Trafford Council confirmed she qualifies for a payment of £2,000 under the Additional Restrictions (Discretionary) Grant scheme.
Welsh, owner of Ace Travel 2, a member of The Travel Network Group, was one of the agents who was a victim of the “postcode lottery” of grant eligibility that Abta highlighted before Christmas.
She did not qualify for other government financial support as she is not self-employed and was not able to be furloughed.
Welsh had taken her case to her local MP Kate Green, who held a Zoom surgery last month to hear about problems that travel professionals were facing during the pandemic. Welsh raised the situation of the homeworking sector, which she said had slipped through the “cracks in support”.
After writing to government ministers to highlight “severe financial pressures” faced by agents, Green alerted Welsh to Trafford Council’s extension of its Additional Restrictions (Discretionary) Grant scheme to include home-based businesses.

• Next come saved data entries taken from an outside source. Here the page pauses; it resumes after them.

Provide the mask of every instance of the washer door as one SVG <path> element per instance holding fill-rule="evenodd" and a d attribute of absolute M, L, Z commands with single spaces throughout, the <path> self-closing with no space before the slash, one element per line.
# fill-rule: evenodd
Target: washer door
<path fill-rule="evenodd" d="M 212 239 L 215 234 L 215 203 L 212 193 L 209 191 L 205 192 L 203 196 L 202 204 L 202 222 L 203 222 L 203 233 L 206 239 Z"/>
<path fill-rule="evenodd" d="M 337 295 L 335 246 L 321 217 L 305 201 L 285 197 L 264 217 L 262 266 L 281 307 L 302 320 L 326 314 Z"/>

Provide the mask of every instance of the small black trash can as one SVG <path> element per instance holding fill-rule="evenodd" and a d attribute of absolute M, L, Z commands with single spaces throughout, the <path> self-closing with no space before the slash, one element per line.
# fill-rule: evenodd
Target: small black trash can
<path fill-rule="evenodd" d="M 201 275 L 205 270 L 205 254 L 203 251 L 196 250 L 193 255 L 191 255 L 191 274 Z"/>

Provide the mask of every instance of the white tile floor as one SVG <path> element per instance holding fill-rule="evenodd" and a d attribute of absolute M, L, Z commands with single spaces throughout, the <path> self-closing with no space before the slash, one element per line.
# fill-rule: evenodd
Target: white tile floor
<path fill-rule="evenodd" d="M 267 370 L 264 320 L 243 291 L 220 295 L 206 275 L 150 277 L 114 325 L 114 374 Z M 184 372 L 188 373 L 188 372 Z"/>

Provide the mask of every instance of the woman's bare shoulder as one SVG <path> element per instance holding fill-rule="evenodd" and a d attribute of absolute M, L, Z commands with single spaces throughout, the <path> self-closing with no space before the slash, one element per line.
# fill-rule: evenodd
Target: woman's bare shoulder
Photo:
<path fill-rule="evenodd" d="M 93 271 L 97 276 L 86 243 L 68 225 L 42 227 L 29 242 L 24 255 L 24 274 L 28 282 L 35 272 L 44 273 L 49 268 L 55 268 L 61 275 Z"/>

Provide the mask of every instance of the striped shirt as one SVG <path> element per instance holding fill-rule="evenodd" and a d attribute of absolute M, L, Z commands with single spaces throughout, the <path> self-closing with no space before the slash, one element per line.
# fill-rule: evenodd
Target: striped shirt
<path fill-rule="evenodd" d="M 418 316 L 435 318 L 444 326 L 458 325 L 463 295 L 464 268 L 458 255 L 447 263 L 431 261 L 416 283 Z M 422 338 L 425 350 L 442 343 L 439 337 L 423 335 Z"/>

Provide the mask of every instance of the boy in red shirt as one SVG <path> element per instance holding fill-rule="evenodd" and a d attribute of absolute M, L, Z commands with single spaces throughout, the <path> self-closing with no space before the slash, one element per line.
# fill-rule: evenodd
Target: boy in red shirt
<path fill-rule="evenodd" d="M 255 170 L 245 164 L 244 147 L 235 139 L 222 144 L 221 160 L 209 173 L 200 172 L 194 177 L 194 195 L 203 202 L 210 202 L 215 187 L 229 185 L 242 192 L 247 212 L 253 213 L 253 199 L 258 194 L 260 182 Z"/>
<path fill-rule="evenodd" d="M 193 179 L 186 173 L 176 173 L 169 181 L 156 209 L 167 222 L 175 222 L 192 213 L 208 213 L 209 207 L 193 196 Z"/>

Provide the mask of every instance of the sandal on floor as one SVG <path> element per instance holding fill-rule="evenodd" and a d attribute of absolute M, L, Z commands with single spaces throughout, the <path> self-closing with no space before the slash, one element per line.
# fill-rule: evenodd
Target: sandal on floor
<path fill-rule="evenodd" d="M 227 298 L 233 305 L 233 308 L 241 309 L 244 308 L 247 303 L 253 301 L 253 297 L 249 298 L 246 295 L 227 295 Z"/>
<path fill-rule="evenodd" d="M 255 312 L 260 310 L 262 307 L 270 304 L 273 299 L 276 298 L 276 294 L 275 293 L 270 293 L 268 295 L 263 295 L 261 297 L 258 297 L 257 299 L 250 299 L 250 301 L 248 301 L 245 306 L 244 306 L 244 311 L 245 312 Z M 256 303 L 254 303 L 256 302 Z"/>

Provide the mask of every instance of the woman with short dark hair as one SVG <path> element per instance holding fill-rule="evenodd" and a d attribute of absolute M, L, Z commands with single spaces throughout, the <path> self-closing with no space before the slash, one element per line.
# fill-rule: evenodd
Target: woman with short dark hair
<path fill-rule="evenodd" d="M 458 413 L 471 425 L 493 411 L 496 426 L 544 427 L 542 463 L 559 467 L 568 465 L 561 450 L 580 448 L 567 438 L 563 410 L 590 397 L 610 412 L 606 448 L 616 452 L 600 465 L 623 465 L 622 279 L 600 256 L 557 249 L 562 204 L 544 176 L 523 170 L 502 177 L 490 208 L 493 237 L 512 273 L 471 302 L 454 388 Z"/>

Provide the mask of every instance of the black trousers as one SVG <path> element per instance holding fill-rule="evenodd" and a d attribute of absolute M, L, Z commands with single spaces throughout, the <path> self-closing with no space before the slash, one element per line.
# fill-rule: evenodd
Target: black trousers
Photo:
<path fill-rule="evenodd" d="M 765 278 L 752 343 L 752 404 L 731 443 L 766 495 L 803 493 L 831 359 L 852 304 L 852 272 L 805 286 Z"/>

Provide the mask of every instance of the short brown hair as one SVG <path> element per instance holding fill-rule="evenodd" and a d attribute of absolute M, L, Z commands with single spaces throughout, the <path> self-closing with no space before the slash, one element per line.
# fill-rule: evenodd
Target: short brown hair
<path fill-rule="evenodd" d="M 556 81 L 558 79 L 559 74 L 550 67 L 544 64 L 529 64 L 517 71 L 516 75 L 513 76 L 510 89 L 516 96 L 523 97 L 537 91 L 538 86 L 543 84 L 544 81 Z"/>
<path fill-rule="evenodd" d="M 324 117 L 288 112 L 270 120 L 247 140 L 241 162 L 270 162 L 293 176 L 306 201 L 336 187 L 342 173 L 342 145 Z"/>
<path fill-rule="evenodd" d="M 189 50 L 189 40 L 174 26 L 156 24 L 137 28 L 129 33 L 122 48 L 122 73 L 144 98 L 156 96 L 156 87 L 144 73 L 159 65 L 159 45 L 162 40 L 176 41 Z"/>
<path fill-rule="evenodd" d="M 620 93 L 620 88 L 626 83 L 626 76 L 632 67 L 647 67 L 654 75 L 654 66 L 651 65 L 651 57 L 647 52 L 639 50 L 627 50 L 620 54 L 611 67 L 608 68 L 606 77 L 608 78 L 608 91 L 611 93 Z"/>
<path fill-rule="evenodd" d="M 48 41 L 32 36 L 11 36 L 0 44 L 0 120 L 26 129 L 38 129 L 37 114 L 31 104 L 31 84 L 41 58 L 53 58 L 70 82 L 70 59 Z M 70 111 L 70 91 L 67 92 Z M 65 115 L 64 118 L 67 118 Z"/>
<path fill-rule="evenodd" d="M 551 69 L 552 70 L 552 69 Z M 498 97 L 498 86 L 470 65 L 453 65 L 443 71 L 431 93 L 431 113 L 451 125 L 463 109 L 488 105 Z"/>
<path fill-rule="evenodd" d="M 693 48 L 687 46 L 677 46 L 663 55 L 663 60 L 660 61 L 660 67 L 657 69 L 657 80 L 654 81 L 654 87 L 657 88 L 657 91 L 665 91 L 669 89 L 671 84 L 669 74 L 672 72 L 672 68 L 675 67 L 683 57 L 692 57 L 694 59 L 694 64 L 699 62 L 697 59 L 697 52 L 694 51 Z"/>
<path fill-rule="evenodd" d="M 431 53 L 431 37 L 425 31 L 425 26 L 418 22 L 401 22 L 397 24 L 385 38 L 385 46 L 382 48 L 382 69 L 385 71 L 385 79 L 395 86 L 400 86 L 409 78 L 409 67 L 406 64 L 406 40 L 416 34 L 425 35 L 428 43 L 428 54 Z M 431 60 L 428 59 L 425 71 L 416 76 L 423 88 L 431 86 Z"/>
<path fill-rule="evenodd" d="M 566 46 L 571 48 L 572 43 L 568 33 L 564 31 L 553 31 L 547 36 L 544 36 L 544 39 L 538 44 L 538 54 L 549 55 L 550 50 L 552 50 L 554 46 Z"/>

Welsh, who has spent the last 15 years of her 33-year career in travel working from home, said: “It was not about the money, really, it was the principle; some people were falling through the cracks in the system.
“Some councils had different policies so some people got payments and others did not.
“I would tell others in the trade, in a similar position, to fight and fight if you think you are right.”
She expects to use the grant to help market her business when a date for leisure travel’s reopening is given, and may plan an event for when restrictions are relaxed.
Welsh said most of her enquiries have been for 2022 but she recently made a £20,000 booking for a Barbados holiday next Christmas.